Losing weight is not that hard, but requires a commitment.
you have to be somewhat religious about it.
you don’t have to really change your diet, unless you are consuming excessive amounts of calories.
Adding simple changes like walking instead of taking the car and dancing while doing the dishes all help.
In this blog, I will provide you with exercises and other ways to lose weight.
Calorie Intake: Keep a journal about everything you eat. Don;t skip the meals and replace them with junk. The average diet consists of 2000-2500 calories. Try to cut down on fried foods and ones rich in carbs. Sometimes replacing a meal with a fruit or vegetable juice is okay. Also never skip breakfast. This site can help you keep track of your calories.
- http://www.mypyramidtracker.gov/
Write down the amount of calories you ate in a day. The serving sizes on the side of the product is a good one to take, though it is considerably smaller than an actual serving size. Cut down on sugar, high fructose corn syrup, trans fats and saturated fats. Taking 500 calories less a day will help you drop a pound a week. It takes you 3500 calories to burn a pound of pure fat. Cutting calories is usually a lot easier than you might think. Substitute a small black coffee for a Latte which has a high amount of calories.
Thing you can cut down on
- Soda
- Salad Dressings
- Candy
- Butter
DRINK ALOT OF WATER!!!
30 MINS BEFORE MEAL AND AFTER.
IT WILL FILL YOU UP SO YOU EAT LESS
The following info has been taken from Wikihow [I strongly recommend this site for anything]:
- Choose lean meats. Chicken and fish are both very low in fat (and certain fish like salmon, sardines, and fresh tuna are an excellent source of antioxidants, which are also beneficial to your health), so aim to replace some or all of the beef or pork in your diet with these foods.
- Replace high-calorie side dishes with healthier alternatives. Many people get a ton of calories from side dishes such as macaroni and cheese, French fries, or potato salad. You can eat healthier and lose weight by replacing these with fresh vegetables and salads. Pre-made salads are practically effortless, and when accompanied by a reduced-calorie dressing or no dressing at all, they’re weight-loss gold.
- Start your days off right. A fattening breakfast of bacon and eggs or a pastry can be replaced with yogurt, oatmeal, high-fiber, low-sugar cereals; or fresh fruit for fruit smoothies. However, for those on a low carb diet bacon and eggs are a great combo for breakfast, since neither have carbs. But don’t fall into the trap of skipping breakfast. Eating a healthy breakfast increases your rest metabolic rate earlier in the day, and reduces snacking before lunch.
- Watch your portion sizes. Opening a bag of rice cakes and eating all of them in one sitting isn’t going to help you lose weight. When eating chips, nuts, or dried fruit put a portion in a small bowl and then put the bag away. That way you won’t mindlessly eat a larger portion than you had intended. Even if you only make minimal changes to your diet choices, reducing portion size will inevitably reduce caloric intake. A great way to watch portion sizes while snacking is to buy one serving 100 calorie packages – and they come in many favorite snack food items!
- Get more fiber. There are many myths about fiber, but there is science to back up its helpful role in the diet.
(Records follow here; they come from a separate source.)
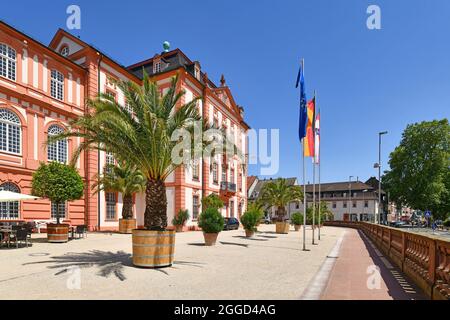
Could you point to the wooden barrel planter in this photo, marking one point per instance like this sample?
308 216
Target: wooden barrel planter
127 225
282 227
153 249
249 233
210 239
57 233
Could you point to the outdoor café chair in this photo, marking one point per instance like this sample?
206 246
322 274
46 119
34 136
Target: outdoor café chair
81 231
21 235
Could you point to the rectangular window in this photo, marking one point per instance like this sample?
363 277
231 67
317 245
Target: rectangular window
232 208
9 210
7 62
57 85
195 170
110 161
224 173
195 207
157 67
62 211
110 198
215 174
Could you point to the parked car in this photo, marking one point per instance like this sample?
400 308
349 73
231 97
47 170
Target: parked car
231 224
399 224
266 220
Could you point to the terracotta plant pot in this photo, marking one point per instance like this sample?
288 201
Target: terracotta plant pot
282 227
57 233
210 238
127 225
249 233
153 249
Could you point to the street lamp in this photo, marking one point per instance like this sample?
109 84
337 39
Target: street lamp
378 166
350 197
364 204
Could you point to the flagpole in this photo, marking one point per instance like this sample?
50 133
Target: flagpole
304 196
319 157
304 181
314 174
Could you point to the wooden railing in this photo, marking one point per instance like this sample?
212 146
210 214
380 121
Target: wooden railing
425 259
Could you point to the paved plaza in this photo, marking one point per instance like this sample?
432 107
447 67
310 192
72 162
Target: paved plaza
268 266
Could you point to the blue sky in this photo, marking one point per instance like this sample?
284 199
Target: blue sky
367 80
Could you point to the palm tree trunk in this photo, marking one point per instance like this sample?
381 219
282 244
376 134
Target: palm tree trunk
155 216
127 209
280 213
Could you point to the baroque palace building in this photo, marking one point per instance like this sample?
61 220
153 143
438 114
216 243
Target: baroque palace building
43 87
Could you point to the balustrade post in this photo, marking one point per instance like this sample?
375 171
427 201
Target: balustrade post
432 261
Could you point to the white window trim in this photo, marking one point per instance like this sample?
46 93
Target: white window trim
55 81
10 59
58 154
19 125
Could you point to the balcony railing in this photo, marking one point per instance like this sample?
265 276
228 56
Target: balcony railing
228 187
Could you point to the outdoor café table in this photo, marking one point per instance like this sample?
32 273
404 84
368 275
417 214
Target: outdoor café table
6 235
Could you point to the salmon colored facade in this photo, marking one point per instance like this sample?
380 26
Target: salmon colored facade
43 87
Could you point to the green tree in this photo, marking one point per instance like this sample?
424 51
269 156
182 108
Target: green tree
58 183
279 193
325 213
212 201
256 206
419 174
123 178
147 134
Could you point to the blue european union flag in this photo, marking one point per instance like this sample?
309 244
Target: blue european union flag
303 116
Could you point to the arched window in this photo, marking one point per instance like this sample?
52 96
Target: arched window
57 85
7 62
10 132
64 51
57 151
9 210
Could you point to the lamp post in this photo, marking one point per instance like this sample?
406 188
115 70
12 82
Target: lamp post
350 197
378 166
364 201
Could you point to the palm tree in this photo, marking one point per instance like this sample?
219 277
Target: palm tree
279 194
144 134
125 179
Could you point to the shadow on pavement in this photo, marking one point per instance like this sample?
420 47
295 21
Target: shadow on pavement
252 239
395 290
110 263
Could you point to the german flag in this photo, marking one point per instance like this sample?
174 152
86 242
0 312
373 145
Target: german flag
310 128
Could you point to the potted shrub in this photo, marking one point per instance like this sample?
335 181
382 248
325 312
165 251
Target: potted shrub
58 183
212 201
143 135
297 220
127 180
211 222
180 220
250 220
279 193
258 207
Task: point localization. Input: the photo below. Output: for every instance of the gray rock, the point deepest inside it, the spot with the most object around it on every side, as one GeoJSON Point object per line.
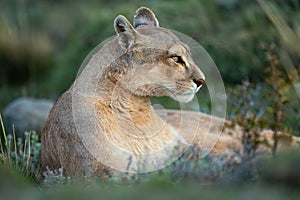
{"type": "Point", "coordinates": [26, 114]}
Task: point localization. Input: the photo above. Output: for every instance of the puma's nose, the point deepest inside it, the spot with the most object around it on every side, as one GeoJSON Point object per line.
{"type": "Point", "coordinates": [199, 82]}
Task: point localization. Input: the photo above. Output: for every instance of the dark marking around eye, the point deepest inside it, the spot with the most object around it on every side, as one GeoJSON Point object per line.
{"type": "Point", "coordinates": [178, 59]}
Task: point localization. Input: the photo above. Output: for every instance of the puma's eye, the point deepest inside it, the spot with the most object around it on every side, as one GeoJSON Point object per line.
{"type": "Point", "coordinates": [178, 60]}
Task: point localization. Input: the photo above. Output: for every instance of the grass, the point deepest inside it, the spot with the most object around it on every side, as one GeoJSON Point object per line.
{"type": "Point", "coordinates": [232, 33]}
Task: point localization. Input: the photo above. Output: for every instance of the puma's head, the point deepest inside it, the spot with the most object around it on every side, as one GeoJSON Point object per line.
{"type": "Point", "coordinates": [158, 63]}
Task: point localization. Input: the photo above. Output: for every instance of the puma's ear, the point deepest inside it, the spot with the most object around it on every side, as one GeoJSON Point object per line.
{"type": "Point", "coordinates": [127, 34]}
{"type": "Point", "coordinates": [145, 16]}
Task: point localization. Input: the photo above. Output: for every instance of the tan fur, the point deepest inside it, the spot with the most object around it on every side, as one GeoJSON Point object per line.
{"type": "Point", "coordinates": [144, 60]}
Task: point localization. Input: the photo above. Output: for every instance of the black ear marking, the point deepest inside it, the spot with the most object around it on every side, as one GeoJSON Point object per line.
{"type": "Point", "coordinates": [145, 16]}
{"type": "Point", "coordinates": [122, 24]}
{"type": "Point", "coordinates": [127, 34]}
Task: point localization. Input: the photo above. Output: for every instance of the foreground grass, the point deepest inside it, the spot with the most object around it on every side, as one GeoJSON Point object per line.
{"type": "Point", "coordinates": [14, 186]}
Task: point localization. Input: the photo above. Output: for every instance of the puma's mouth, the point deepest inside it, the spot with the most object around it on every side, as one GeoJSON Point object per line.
{"type": "Point", "coordinates": [183, 98]}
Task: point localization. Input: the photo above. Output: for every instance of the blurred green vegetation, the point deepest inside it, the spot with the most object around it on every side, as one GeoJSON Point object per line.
{"type": "Point", "coordinates": [44, 42]}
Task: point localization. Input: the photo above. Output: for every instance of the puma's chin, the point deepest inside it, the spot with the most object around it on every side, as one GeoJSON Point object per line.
{"type": "Point", "coordinates": [184, 98]}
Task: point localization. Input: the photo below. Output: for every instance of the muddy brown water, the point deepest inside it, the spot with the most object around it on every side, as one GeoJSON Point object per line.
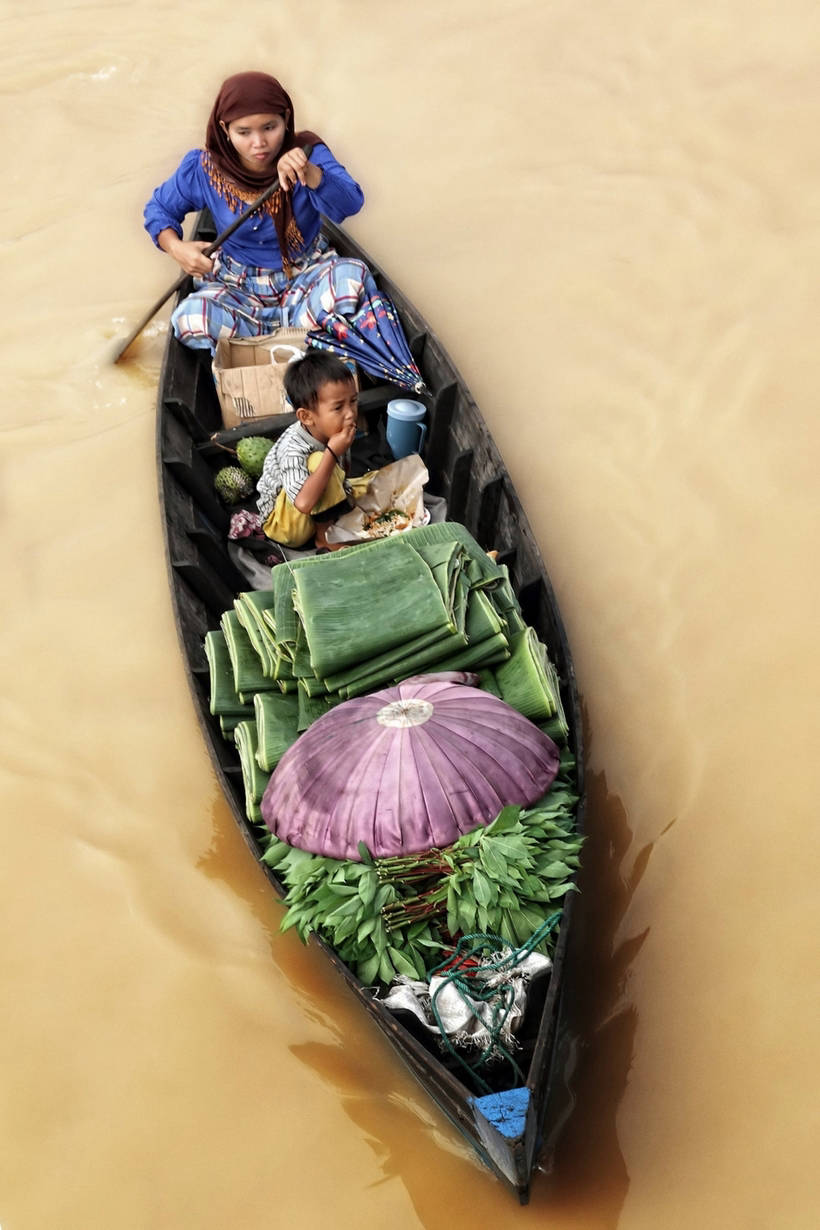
{"type": "Point", "coordinates": [611, 217]}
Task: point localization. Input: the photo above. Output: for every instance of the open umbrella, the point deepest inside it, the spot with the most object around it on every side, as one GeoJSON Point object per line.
{"type": "Point", "coordinates": [373, 337]}
{"type": "Point", "coordinates": [407, 769]}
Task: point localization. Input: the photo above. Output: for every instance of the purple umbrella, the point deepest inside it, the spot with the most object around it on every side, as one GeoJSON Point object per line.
{"type": "Point", "coordinates": [406, 769]}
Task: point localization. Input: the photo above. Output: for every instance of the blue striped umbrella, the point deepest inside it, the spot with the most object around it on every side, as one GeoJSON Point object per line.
{"type": "Point", "coordinates": [373, 338]}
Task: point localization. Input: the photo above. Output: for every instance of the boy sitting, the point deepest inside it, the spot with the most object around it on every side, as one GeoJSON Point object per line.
{"type": "Point", "coordinates": [304, 472]}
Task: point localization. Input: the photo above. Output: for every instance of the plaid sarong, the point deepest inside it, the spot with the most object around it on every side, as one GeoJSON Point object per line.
{"type": "Point", "coordinates": [241, 300]}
Fiber keeps the right amount of water in your intestines, making your digestive system work more efficiently and helping to keep you regular. Thus, just eating enough fiber may help you feel slimmer in just a day or so. There is also evidence that fiber in the diet can help prevent stroke and heart disease, ease the effects of diabetes, and may even directly help in weight loss.
- Perform high-level aerobic activities. Moderate aerobic workouts incorporating jogging, brisk walking, cycling, aerobic machines, or classes not only burn calories — they also keep your heart healthy. Swimming is also great, especially if you are quite overweight or have joint problems, because you can get the same benefits of running — typically burning even more calories — with much less stress on your joints. Try to get at least 30-40 minutes of aerobic exercise at least three or four days per week.
- Pump some iron. Resistance training, (weight training), can help both sexes stay lean by building muscle and raising metabolism. The fact is, hours and hours of aerobic exercise won’t help most people lose weight fast because your metabolism drops back to normal fairly quickly after stopping the exercise. If you gain muscle, however, your body’s resting metabolism, (the amount of calories you burn when you’re just sitting still), increases, because muscle requires a lot of calories to maintain. Studies have shown consistent weight training to raise the body’s metabolism by 15%. This means an average woman might burn 200-300 more calories at rest every day! Resistance training is the gift that keeps on giving! Although, keep in mind that muscle mass weighs more than fat (don’t be surprised if you gain weight but look slimmer).